Primary LanguagePython

Neutrino-File-Transfer

A multithreaded file transfer program that recursively concatenates a folder of files. Has no limit on maximum filesize nor number of files (though if there are billions of files it may run out of memory, and is obviously bounded by disk space/filesystem limits). Intended for easy packing and fast transfer of databases with tens or hundreds of thousands of small files (or a smaller amount of larger files). Originally designed for Miza's database.

Functions very similarly to .zip, .tar and .tar.gz files, being a file format that can contain multiple other files, potentially in a compressed encoding. The advantages of this program itself, is that it uses multiple processes and threads (maximum 34 total processes and 226 threads) in order to greatly speed up both the encoding and decoding process, which makes a difference when there is a massive amount of data that needs to be processed. The file format itself also supports concurrency better than other compression formats. Having more CPU cores and/or an SSD will allow this program to reach much higher efficiency potential. The compression feature itself uses 4x4 as the backend. Note that this is a 32-bit program, meaning on 64-bit operating systems, 32-bit support will need to be installed.

Features

Flags

  • -c{x} where {x} is an integer from 0 to 9, such as -c7. The levels are sorted in increments of compression efficiency, with 0 providing no compression, 1~4 using LZ77-Huffman (similar to .zip files) compression with improved speed, whereas 5~9 use LZMA (similar to .7z files) for improved compress ratio. Level 3 is sufficient to beat typical .zip files, while level 6 outmatches .7z files. For most intents and purposes it is advised to use a value somewhere around these two in order to prevent potentially useless or unbearably slow processing.
  • -y forces overwrite of target file if it already exists, instead of creating a new file under a new name.
  • -e forces encode mode, even if the input is a single file (by default the program only encodes folders)
  • -f "folder/file" reads "folder/file" from the input, outputting contents to stdout, with all other outputs being suppressed. Useful if you're wanting to extract only a single file and read it directly, invoking the program as a standalone API.
  • --encrypt "password here" will encrypt the output using password password here. The currently employed encryption method is EmojiCrypt, a custom algorithm that will shuffle the input data's bytes, before applying an addition operation, encoding it in b85, and then feeding it through a shuffled emoji translator, outputting a mess of unicode smileys. This is a very inefficient storage format, as it uses 5x the amount of space as the compressed input, and is mostly included for novelty purposes. It is nevertheless a fairly secure algorithm, as it is seeded with SHA-512 and PCG-64.
  • --decrypt "password here" the opposite of --encrypt above; the emoji scrambler is fully reversible provided the correct password is used.

Examples

  • python neutrino.py input will copy the folder input into a single file named input.wb, uncompressed.

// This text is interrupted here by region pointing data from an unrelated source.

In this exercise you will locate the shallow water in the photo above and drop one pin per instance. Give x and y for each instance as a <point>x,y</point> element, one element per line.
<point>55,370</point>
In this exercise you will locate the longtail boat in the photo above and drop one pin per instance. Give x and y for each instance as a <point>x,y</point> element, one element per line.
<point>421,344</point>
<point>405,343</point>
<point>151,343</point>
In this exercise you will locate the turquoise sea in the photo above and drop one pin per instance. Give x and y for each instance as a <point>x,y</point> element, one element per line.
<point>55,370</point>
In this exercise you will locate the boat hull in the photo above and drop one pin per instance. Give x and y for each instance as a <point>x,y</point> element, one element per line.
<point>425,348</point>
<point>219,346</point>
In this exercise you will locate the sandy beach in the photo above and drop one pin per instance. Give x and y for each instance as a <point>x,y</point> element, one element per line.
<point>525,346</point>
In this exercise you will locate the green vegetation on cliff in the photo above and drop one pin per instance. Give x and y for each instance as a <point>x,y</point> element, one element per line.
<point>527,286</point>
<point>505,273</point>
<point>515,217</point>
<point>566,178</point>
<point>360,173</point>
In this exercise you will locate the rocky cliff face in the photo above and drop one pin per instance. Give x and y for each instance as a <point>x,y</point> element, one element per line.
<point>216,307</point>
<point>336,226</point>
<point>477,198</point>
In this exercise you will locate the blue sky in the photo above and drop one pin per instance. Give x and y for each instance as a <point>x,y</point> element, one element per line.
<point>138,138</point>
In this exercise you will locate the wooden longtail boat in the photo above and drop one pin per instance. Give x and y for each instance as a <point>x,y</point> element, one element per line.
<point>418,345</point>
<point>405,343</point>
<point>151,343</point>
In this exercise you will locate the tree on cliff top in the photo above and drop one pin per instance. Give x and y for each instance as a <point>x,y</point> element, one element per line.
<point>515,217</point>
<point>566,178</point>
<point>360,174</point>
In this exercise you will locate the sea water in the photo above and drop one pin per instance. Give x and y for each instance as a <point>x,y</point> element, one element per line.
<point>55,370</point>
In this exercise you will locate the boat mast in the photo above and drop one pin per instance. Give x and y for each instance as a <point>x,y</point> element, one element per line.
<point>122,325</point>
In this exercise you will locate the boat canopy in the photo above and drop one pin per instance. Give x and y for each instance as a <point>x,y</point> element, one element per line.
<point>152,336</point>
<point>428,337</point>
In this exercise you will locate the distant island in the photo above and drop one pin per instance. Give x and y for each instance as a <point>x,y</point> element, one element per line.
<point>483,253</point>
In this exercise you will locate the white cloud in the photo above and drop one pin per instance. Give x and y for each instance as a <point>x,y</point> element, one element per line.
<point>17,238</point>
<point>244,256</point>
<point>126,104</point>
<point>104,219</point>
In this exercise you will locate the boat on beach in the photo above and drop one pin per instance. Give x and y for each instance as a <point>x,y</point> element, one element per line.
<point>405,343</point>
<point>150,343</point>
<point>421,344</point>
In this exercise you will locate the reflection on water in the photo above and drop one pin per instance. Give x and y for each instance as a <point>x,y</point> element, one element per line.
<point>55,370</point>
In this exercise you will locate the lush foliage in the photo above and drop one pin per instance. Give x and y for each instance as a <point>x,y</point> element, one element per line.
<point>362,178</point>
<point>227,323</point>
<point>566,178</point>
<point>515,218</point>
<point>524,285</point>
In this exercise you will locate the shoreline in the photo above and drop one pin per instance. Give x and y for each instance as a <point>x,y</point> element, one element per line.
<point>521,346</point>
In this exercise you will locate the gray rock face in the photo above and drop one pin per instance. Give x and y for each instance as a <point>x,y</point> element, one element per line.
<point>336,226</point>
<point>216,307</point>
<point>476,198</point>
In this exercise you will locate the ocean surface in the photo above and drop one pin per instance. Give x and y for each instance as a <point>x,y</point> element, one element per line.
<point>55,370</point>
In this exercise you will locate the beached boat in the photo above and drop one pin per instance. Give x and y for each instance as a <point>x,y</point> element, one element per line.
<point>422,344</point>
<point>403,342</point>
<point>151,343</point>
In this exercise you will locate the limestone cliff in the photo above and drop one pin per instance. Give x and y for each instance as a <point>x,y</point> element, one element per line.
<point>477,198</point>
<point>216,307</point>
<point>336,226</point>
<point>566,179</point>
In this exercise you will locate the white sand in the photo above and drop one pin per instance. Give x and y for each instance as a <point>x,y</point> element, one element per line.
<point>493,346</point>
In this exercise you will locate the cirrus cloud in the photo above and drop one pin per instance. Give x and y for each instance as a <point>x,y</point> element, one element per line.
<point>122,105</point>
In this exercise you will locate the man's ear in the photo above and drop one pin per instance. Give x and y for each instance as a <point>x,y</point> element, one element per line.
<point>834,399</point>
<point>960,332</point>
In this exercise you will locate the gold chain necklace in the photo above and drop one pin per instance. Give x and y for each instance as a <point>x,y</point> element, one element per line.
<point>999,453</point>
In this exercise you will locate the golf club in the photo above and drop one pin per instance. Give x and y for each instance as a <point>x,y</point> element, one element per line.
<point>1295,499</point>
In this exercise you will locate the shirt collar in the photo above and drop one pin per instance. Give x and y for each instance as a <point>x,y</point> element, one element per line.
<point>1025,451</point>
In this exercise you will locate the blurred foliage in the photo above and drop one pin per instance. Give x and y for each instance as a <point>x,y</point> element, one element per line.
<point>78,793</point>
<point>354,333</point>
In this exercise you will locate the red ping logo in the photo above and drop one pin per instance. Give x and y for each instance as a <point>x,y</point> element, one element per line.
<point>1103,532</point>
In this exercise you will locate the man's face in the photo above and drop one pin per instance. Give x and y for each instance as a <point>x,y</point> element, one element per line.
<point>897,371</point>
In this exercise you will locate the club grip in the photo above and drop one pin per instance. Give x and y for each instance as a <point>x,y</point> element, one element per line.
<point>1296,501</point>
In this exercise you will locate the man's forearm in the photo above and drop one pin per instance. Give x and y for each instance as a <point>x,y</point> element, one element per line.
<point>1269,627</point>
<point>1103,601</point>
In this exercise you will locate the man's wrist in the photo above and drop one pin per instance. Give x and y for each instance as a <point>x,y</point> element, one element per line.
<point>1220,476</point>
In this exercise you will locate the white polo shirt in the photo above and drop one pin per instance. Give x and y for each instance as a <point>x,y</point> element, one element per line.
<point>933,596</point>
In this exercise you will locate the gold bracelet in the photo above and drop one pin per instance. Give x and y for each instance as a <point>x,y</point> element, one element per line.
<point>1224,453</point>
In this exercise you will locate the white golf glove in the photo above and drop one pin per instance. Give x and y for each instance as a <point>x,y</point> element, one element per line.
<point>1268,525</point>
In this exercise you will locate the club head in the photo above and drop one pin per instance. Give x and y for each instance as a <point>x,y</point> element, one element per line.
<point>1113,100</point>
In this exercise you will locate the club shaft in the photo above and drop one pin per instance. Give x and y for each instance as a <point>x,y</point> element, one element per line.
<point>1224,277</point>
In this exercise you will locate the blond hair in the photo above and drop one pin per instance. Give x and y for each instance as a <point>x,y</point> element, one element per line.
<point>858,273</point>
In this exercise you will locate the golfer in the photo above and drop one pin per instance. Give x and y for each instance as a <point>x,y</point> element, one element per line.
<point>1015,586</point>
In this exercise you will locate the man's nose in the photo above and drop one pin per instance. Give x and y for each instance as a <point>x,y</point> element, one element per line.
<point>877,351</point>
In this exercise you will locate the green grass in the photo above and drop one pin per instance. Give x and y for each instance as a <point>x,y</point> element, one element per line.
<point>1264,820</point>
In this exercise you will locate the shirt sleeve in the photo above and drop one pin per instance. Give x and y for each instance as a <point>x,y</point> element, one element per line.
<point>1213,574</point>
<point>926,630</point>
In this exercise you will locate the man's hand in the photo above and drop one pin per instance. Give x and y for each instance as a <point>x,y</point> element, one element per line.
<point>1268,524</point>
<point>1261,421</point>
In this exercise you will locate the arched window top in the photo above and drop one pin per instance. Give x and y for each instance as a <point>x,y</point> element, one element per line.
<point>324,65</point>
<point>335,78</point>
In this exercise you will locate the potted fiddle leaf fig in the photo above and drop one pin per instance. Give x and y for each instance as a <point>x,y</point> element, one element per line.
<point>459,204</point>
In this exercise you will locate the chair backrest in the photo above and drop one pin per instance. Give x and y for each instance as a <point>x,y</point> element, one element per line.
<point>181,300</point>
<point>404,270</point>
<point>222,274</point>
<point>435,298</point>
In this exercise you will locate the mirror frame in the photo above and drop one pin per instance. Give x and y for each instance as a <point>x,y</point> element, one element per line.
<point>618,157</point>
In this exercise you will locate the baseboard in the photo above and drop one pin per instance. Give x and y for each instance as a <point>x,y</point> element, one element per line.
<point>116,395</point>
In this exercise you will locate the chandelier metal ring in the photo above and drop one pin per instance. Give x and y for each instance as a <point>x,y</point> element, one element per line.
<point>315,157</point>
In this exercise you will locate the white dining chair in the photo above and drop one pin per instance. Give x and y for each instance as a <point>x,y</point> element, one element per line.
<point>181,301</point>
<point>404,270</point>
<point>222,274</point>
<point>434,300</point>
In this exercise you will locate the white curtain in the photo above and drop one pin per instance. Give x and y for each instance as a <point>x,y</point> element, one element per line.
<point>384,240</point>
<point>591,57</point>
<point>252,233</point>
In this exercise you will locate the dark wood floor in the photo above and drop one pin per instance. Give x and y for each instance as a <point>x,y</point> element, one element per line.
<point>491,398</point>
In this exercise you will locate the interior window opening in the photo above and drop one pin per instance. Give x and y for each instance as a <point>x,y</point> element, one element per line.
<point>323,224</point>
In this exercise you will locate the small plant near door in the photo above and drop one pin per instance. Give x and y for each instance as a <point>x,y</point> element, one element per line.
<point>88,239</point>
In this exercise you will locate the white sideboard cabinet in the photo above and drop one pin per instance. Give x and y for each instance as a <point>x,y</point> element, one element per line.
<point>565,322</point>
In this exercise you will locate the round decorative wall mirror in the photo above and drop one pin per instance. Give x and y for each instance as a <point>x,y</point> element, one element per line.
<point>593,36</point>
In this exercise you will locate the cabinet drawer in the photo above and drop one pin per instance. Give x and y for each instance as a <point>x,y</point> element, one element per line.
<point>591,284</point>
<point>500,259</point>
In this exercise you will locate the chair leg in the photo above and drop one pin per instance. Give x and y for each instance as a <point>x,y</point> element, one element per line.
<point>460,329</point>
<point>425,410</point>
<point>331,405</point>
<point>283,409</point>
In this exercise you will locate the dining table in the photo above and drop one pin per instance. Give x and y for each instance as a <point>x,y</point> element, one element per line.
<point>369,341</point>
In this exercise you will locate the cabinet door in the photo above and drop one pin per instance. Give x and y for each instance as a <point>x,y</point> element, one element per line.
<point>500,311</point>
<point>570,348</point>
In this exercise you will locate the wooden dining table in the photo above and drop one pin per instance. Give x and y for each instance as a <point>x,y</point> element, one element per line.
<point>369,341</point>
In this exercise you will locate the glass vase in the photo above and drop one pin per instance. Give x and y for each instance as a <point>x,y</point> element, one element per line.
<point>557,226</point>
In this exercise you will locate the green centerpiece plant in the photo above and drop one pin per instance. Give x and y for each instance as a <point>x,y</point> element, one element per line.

  • python neutrino.py input output.wb will copy the folder input into a single file named output.wb, uncompressed.

  • python neutrino.py -c9 -y input will copy the file input into a single file named input.wb, compressed with level 9. Will ignore and replace the target file if it already exists, instead of creating a new one under a unique name.

  • python neutrino.py -c7 -e input.txt output.wb will copy the single file input.txt into a single file named output.wb, compressed with level 7.

  • python neutrino.py -c --encrypt "password here" input output.wb will copy the folder or file input into a single file named output.wb, compressed with level 5, then encrypted using the password "password here".

  • python neutrino.py input.wb output will extract all files in input.wb and place them in a file or folder named output.

  • python neutrino.py --decrypt "password here" input.wb output will extract all files in input.wb and place them in a file or folder named output, decrypting using password "password here".

  • python neutrino.py input.wb -f a/b. will find and extract a/b from input.wb, and output its contents into stdout.

  • Duplicate files are omitted and instead stored as pointers to their copies.

  • The file metadata is stored at the end, and is read in reverse during restoration. The first file in the folder will be stored at the front of the file, and if using uncompressed mode, may even be viewed as that file.

  • Relative paths and their indices in the concatenated file are stored at the end of the output file and will be used to restore them.

  • The file is terminated by a 0x80-separated little endian number representing the size in bytes of the file path object. This is read first during extraction.

  • Compression is currently implemented as the program invoking 4x4 as a subprocess to perform the operation on the resulting file.

  • If compression would leave the output larger than the input, the compression step will be skipped.

  • If speed is desired more than compression, it may be advised to drop the compression altogether and run the program with -c0 (or without the -c flag at all), as any level of compression (even level 1) will reduce the speed of the program by at least half, becoming exponentially worse with higher levels. Thus, it can be much more efficient for file transferring to simply leave the file uncompressed, as the standalone concatenation can be so much faster.